Le lustre de cristal surplombant la table d’honneur semblait vibrer sous la tension de mille secrets étouffés. Tandis que la belle-mère, silhouette frêle drapée d’une dentelle plus pesante que ses os fragiles, levait un verre tremblant vers la Mariée, l’assemblée retint son souffle. Ce devait être l’instant de l’union, un pont jeté entre un passé chargé d’histoire et un avenir radieux. Au lieu de cela, l’atmosphère vola en éclats. Dans un rictus qui défigura ses traits magnifiques en une grimace méconnaissable, la Mariée bondit, sa main n’étant plus qu’un éclair de soie blanche alors qu’elle projetait le verre hors des mains de la vieille femme. Le cristal percuta le marbre, fleurissant en une étoile sanglante de vin rouge et d’éclats d’argent. « Tu as voulu me tuer ! » hurla la Mariée, sa voix déchirant l’orchestre comme une lame.
Les convives demeurèrent immobiles, telles des statues sculptées dans la glace, leurs coupes de champagne suspendues à mi-hauteur. L’accusation flottait, épaisse et suffocante. La belle-mère ne chercha pas à se défendre ; elle fixait simplement la flaque avec une expression d’un chagrin abyssal, ses mains s’agitant encore dans le vide. La Mariée, haletante, le voile rejeté en arrière, affichait l’allure d’une survivante héroïque d’une guerre occulte. Mais le récit de la belle-mère vengeresse allait être réécrit par un témoin que personne n’avait convié. Surgissant de l’ombre de l’entrée monumentale, un garçon vêtu de loques apparut, ses mouvements erratiques et quasi sauvages.

Il n’hésita pas. Avant que la sécurité n’ait pu esquisser un geste, l’enfant des rues se jeta sur le marbre froid pour laper le vin répandu et les lies amères piégées entre les débris de verre. Un hoquet de dégoût parcourut le bal — une démonstration de misère si crue qu’elle soulevait le cœur. Pourtant, alors que la dernière goutte disparaissait du sol, le garçon ne fut pris ni de convulsions ni d’asphyxie. Au contraire, une métamorphose s’opéra. Sa peau, grise de la crasse des trottoirs, se voila soudain d’un éclat vibrant. Il se redressa, sa posture retrouvant une grâce royale qui n’avait rien d’un mendiant. Lorsqu’il ouvrit les paupières, ses yeux n’étaient plus le brun terne d’un enfant affamé ; ils brûlaient d’un or fixe et envoûtant.

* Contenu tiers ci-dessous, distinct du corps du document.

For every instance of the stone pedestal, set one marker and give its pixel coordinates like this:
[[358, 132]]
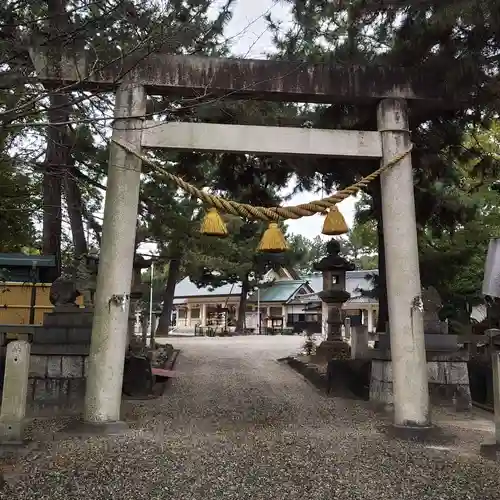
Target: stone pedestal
[[333, 349], [447, 374], [359, 342]]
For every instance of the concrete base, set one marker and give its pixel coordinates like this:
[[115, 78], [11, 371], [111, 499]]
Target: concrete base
[[11, 432], [85, 429], [447, 374], [16, 448], [421, 434], [333, 349], [491, 451]]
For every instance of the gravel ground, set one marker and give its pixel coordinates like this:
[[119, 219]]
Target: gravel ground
[[238, 425]]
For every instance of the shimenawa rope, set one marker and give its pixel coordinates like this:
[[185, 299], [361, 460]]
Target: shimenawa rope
[[265, 213]]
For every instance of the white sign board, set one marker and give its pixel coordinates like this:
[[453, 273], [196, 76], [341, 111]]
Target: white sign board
[[491, 280]]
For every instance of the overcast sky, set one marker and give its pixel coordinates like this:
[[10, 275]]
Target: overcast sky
[[249, 37]]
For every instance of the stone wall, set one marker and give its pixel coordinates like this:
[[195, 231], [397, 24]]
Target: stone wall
[[56, 383], [447, 375]]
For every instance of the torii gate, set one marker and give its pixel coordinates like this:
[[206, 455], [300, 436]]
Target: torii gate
[[264, 80]]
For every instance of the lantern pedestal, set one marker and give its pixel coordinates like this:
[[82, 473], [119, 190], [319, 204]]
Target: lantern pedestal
[[333, 268]]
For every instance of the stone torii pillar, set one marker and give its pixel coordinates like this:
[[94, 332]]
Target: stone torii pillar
[[112, 301], [410, 386]]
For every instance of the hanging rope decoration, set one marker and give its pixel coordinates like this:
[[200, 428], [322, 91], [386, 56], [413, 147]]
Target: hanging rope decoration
[[272, 239]]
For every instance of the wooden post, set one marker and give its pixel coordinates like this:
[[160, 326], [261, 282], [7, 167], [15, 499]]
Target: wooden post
[[109, 330]]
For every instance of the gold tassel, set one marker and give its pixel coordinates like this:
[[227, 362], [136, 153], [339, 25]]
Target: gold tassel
[[334, 224], [272, 240], [213, 225]]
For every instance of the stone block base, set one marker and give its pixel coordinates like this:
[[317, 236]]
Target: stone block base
[[491, 451], [56, 384], [333, 349], [448, 379]]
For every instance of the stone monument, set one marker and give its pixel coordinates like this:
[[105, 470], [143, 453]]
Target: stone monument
[[334, 268]]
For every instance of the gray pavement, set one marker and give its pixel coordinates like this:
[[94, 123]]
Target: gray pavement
[[238, 425]]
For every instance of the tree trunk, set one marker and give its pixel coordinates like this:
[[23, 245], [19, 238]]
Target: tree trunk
[[242, 308], [75, 211], [58, 145], [383, 309], [168, 297]]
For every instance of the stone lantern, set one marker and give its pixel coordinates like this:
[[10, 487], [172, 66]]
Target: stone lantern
[[334, 268]]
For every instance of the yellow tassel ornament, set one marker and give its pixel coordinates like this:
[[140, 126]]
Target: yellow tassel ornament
[[334, 224], [213, 225], [272, 240]]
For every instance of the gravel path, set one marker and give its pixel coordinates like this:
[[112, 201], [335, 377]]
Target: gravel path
[[238, 425]]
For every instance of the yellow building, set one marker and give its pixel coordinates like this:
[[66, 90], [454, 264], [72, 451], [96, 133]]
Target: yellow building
[[24, 290]]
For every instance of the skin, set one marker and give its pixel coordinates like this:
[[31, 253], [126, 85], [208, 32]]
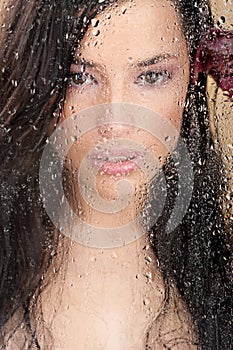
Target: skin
[[108, 298]]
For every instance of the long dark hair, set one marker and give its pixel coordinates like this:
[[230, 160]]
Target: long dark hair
[[37, 44]]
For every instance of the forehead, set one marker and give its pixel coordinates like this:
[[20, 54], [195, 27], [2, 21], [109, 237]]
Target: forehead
[[134, 28]]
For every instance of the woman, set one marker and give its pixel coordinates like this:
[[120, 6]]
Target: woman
[[48, 75]]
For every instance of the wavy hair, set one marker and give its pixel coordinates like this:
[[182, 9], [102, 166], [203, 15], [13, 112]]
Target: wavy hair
[[37, 45]]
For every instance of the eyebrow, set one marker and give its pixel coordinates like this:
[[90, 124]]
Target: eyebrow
[[155, 59], [143, 63]]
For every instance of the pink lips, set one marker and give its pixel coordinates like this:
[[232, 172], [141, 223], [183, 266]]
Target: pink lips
[[115, 162]]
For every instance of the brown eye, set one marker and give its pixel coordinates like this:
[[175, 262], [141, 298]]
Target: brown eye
[[80, 79]]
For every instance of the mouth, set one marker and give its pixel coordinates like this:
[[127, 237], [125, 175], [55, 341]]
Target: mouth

Ignorant la Mariée horrifiée, il ancra son regard dans celui de la femme au fauteuil roulant. « Le poison a fonctionné, Mère », murmura-t-il d’une voix dont la clarté imposa le silence. « Je suis enfin humain. » Ces mots n’apportèrent aucun soulagement, mais une prise de conscience glaçante qui périfia l’assistance. La belle-mère n’était pas une assassine ; elle était une mère désespérée ayant passé des années à traquer le « poison » alchimique capable de briser la malédiction spectrale de son fils unique. Il n’était pas un étranger venu de la rue, mais un fantôme égaré entre les mondes, visible seulement pour ceux qui savaient regarder — jusqu’à ce que le vin lui offre son passage vers la mortalité.

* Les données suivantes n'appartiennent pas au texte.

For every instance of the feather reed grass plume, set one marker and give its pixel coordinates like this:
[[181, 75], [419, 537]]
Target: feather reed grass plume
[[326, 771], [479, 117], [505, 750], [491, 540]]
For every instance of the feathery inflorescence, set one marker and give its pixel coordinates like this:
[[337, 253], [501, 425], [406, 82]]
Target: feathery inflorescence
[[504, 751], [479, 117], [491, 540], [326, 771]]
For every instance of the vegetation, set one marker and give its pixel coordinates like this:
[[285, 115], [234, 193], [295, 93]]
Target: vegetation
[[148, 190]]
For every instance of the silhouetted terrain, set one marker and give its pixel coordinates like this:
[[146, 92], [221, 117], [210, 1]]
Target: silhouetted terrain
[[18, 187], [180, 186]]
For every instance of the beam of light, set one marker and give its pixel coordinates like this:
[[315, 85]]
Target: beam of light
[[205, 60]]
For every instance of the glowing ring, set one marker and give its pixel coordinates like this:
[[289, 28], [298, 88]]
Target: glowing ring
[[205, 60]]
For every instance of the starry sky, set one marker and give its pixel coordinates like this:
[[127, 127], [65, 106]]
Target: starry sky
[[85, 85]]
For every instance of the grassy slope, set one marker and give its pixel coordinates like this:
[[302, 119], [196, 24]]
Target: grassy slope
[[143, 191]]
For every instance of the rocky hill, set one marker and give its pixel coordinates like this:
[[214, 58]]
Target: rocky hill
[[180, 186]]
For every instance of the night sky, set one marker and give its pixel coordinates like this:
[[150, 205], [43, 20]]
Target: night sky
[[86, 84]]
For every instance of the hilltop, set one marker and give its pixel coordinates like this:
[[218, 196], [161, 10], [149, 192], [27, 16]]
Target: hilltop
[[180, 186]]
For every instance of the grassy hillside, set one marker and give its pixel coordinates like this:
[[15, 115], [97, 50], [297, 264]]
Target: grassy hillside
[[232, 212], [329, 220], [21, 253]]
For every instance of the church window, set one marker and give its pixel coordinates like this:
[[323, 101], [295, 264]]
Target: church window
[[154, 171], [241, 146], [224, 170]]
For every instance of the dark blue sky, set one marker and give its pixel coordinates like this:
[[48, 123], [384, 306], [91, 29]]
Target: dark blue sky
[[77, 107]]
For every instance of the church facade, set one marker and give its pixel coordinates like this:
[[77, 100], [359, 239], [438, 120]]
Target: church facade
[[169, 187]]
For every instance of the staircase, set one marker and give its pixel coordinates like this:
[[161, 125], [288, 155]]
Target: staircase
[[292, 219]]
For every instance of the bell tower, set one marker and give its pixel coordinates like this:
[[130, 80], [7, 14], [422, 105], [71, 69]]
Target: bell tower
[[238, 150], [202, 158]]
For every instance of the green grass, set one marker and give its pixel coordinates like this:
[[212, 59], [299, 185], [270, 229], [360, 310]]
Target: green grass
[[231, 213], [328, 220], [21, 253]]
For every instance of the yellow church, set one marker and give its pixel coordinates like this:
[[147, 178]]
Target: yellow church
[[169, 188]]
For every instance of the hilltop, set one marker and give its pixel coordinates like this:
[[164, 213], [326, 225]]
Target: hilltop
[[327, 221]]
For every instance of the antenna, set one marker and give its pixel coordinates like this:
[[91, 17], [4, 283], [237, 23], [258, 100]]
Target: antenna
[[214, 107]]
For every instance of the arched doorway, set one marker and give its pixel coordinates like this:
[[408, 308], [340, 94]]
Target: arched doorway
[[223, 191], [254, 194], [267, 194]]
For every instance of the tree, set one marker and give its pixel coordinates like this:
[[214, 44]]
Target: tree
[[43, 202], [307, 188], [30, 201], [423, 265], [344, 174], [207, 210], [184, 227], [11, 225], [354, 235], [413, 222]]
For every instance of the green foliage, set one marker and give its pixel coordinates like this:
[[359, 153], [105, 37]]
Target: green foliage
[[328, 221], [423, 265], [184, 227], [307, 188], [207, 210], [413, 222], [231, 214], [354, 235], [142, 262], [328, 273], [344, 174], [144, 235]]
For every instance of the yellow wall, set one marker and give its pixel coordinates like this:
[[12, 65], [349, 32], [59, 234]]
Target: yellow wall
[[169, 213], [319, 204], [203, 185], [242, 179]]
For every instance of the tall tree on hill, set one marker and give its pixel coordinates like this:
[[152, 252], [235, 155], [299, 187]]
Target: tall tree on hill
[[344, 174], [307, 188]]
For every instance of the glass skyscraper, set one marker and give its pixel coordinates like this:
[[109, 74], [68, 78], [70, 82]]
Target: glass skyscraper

L’horreur gagna en profondeur alors que le visage de la Mariée se vidait de son sang. Son intervention « héroïque » n’avait pas sauvé sa vie ; elle avait interrompu un rituel sacré. En brisant le verre, elle avait forcé le garçon à consommer une dose impure et fragmentée, souillée par la pierre. L’or de ses yeux commença à vaciller, virant à un ambre boueux. Il agrippa sa poitrine, sa respiration se muant en un râle humide. La vieille femme laissa échapper une plainte ténue et déchirante, réalisant que la cure était incomplète. La Mariée n’avait pas empêché un meurtre ; elle venait d’en commettre un par accident. Sa vanité et sa paranoïa avaient transformé un miracle en tragédie, emprisonnant le garçon dans un corps charnel qui défaillait déjà, la magie s’étant trop dispersée sur le sol.

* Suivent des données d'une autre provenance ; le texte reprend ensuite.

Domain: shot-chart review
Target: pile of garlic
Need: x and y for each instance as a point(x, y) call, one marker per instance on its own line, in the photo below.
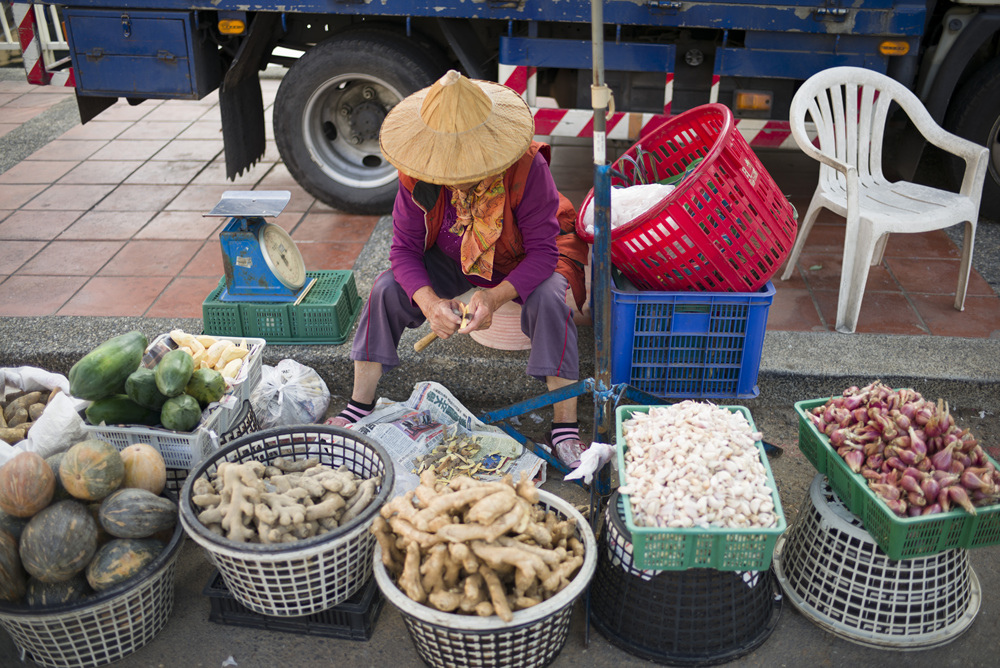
point(695, 464)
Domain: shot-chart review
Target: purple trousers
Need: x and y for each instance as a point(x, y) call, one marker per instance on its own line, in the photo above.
point(546, 319)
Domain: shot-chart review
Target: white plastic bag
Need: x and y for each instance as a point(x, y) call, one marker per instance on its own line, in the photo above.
point(289, 393)
point(59, 426)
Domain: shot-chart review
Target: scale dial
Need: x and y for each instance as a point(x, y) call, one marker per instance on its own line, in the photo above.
point(282, 256)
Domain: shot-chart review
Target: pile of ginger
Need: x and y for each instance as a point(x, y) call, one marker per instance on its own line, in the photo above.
point(283, 502)
point(476, 547)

Tandis que le garçon s’effondrait sur les genoux de sa mère, son cœur battit une ultime fois, lourd enfin du poids du sang véritable. Il mourut humain, comme il l’avait désiré, mais avec seulement quelques secondes pour goûter à la chaleur du monde et à la caresse maternelle. La Mariée resta seule au centre de la pièce, sa robe immaculée tachée de ce vin qu’elle croyait être sa fin, réalisant qu’elle était désormais le seul monstre présent. Les invités commencèrent à reculer, l’abandonnant dans un cercle de silence. Les noces étaient finies, le sortilège rompu, et dans le calme de la grande salle, on n’entendait plus que les sanglots étouffés d’une mère serrant un fils enfin, tragiquement, réel.